Traduit dans une quarantaine de langues, auteur français à succès et lauréat des prestigieux prix Renaudot et Goncourt des lycéens, David Foenkinos s’impose comme une figure incontournable de la littérature française contemporaine. Dans cette interview exclusive avec CaféLitté, l’écrivain se confie sur son rapport à l’écriture, la place de la littérature dans sa vie, et dévoile en avant-première quelques détails sur son tout nouveau roman. Il évoque également sa rencontre marquante avec Milan Kundera et se prête au jeu du portrait chinois, révélant des aspects plus personnels et inattendus de sa personnalité.
– David Foenkinos, vos romans semblent souvent prédestinés à des adaptations cinématographiques. Pourtant, pour vous ce n’est pas du tout une fin en soi, et il vous arrive même de refuser certaines propositions, comme pour Vers la beauté. Quelles sont les conditions qui vous poussent à franchir le pas vers le cinéma, ou au contraire, à protéger le caractère littéraire d’un roman ?
– On me dit souvent que mes romans ont un aspect cinématographique, mais je pense que tout roman l’est en quelque sorte. J’ai une véritable passion pour les histoires bien construites, avec un début, un milieu et une fin. Bien que je reçoive de nombreuses propositions d’adaptation, je ne souhaite pas que tous mes livres deviennent des films. J’aime qu’un roman reste un espace où le lecteur peut imaginer son propre film, laisser libre cours à son imaginaire. Pour La Délicatesse, par exemple, lorsque mon frère et moi avons réalisé le film, Audrey Tautou s’est imposée à nous dès la première lecture du texte. Parfois, un projet se révèle suffisamment intéressant pour que je m’y engage. Mais concernant Vers la beauté, que tu as mentionné et qui est actuellement mon livre le plus lu, je préfère qu’il demeure un roman. Pour l’instant, je n’ai pas envie qu’il soit adapté au cinéma.
© CaféLitté, 2024. Tous droits réservés / Photos : Guillaume Pitiddu @lux_infinite
– Vous êtes traduit dans une quarantaine de langues. Quel est votre rapport à la traduction littéraire, à vos traducteurs, à vos éditeurs ? Est-ce que vous vous intéressez au destin des parcours éditoriaux de vos traductions, à leurs réceptions ?
– Oui, bien sûr. J’ai même établi des amitiés avec certains traducteurs, en particulier mon traducteur allemand. Les discussions que j’ai avec eux sont toujours passionnantes, et j’ai de nombreuses anecdotes drôles à partager.

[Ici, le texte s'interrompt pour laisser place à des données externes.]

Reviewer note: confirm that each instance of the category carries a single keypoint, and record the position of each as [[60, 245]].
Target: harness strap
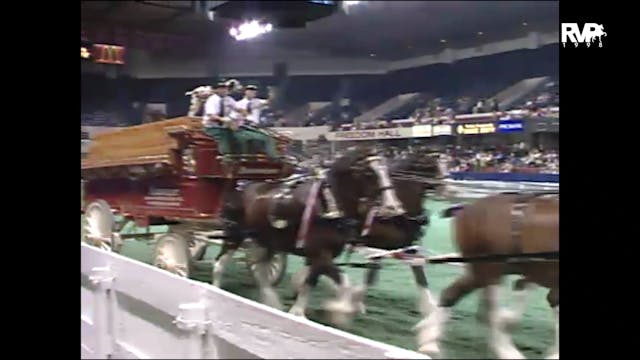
[[517, 218], [306, 216], [366, 228]]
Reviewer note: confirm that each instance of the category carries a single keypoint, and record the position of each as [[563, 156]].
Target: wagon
[[169, 173]]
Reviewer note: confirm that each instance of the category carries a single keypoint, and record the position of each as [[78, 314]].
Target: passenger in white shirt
[[248, 113], [250, 107], [218, 108], [217, 121]]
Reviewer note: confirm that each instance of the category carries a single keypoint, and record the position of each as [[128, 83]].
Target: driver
[[217, 122]]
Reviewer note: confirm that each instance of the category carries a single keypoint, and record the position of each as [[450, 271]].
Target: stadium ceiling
[[385, 30]]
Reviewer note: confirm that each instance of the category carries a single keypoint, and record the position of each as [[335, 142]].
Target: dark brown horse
[[358, 176], [412, 176], [503, 224]]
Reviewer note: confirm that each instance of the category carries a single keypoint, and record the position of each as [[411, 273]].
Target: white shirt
[[254, 113], [212, 107]]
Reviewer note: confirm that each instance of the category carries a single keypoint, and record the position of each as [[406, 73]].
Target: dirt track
[[391, 310]]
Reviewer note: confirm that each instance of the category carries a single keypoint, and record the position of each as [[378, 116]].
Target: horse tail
[[451, 211]]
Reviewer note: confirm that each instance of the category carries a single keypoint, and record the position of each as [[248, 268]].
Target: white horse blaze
[[390, 202]]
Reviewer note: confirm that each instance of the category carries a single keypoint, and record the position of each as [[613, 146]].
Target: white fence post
[[131, 310], [192, 319], [102, 279]]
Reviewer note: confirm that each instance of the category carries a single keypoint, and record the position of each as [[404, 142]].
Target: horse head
[[361, 174]]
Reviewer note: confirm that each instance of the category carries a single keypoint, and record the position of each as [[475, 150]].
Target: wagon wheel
[[172, 254], [98, 227], [277, 264]]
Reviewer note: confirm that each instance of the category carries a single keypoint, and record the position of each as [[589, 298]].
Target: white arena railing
[[131, 310], [464, 189]]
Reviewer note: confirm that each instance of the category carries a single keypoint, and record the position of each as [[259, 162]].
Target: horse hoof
[[554, 354], [431, 349], [297, 312], [340, 313], [508, 353]]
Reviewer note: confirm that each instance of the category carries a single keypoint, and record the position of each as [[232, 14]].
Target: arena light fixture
[[346, 5], [249, 30]]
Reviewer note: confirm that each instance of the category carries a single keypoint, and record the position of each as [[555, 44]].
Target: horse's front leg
[[263, 267], [345, 305], [222, 260]]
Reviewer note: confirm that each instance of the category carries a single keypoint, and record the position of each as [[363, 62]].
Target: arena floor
[[391, 310]]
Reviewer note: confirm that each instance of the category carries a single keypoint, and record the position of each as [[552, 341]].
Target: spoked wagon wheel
[[98, 227], [172, 254], [277, 264]]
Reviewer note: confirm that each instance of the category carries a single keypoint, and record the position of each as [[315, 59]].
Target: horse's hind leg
[[554, 301], [427, 302], [223, 258], [521, 289], [430, 328], [304, 280], [500, 341]]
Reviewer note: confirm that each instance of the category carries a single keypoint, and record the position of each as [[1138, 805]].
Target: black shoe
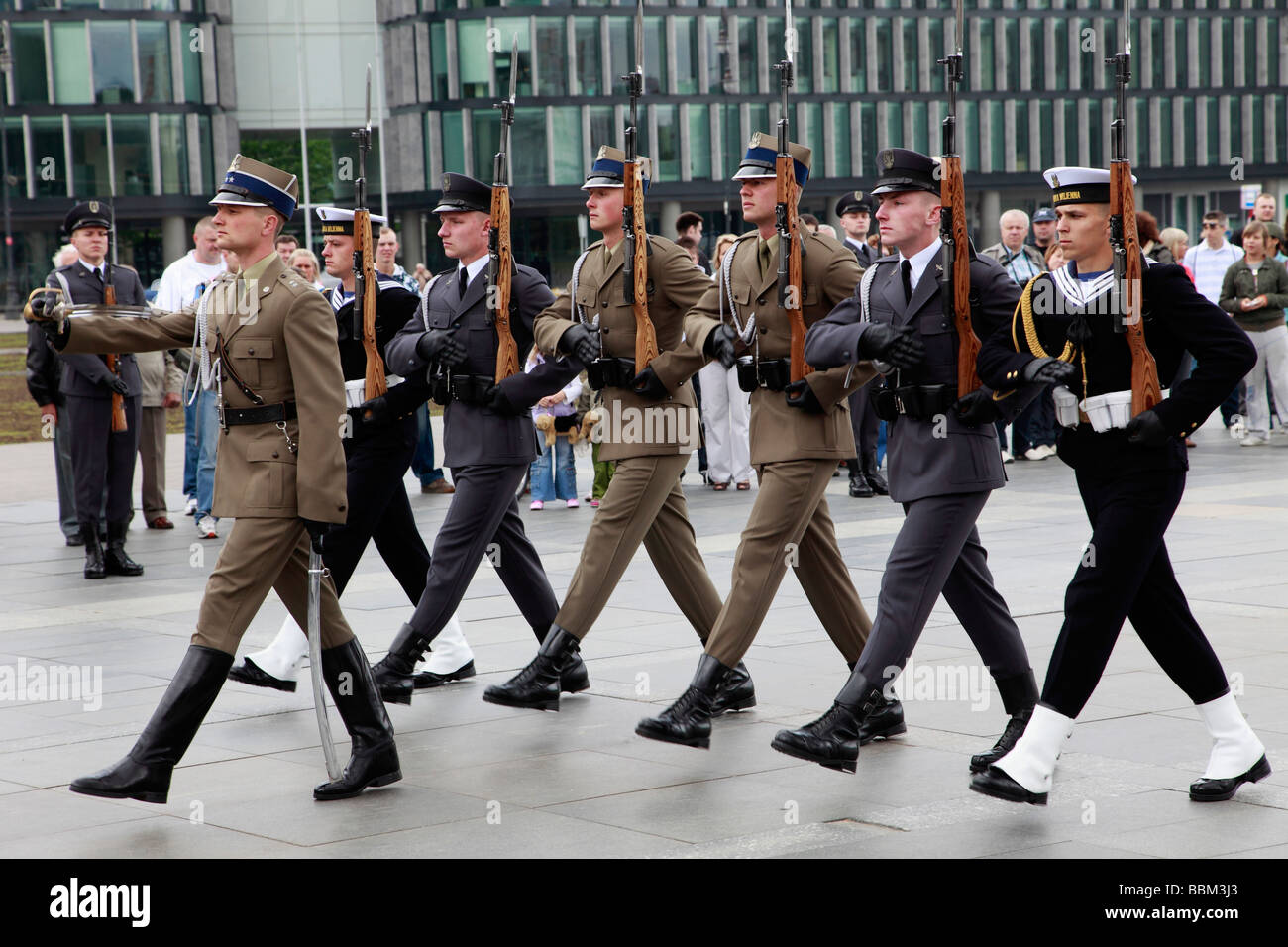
[[537, 685], [94, 567], [423, 681], [373, 755], [145, 774], [246, 672], [832, 741], [995, 783], [688, 720], [394, 674], [885, 722], [116, 560], [1019, 694], [1220, 789], [737, 692]]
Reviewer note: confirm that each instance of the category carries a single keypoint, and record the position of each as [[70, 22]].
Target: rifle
[[787, 222], [952, 226], [635, 260], [1125, 239], [365, 287], [500, 260]]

Par exemple, pour mon livre Numéro 2, qui traite du casting d’Harry Potter, mon éditrice anglaise m’a dit qu’on ne pouvait absolument pas le garder sous ce titre. Je lui ai demandé pourquoi, car je le trouvais très approprié. Elle m’a expliqué que number two signifie faire pipi en anglais ! Nous avons donc dû changer le titre, qui est finalement devenu Second Best. J’ai ainsi plein d’histoires amusantes sur les traductions, et c’est fascinant de découvrir les nuances de chaque langue.
Mais honnêtement, je ne peux pas vraiment vérifier si les traductions sont correctes, car je ne parle pas ces langues. Cependant, depuis que j’ai ouvert mon compte Instagram récemment, je reçois énormément de messages, notamment de lecteurs d’Amérique du Sud, d’Espagne, et en ce moment, beaucoup de lecteurs de Turquie.
– Vos livres sont très variés, explorant des univers extrêmement différents. Pourtant, un élément revient presque comme un leitmotiv dans tous vos romans : l’art. Il y joue un rôle omniprésent, apparaissant toujours comme une forme de consolation et un moyen de sauvetage. La seule exception semble être Deux Sœurs, où l’art, au contraire, porte une part de responsabilité dans le malheur de votre personnage principal. Finalement, peut-on vraiment avoir Une vie heureuse ( titre de votre dernier roman) quand on a cette sensibilité pour l’art ? Êtes-vous d’accord avec le point de vue du narrateur dans Deux Sœurs ?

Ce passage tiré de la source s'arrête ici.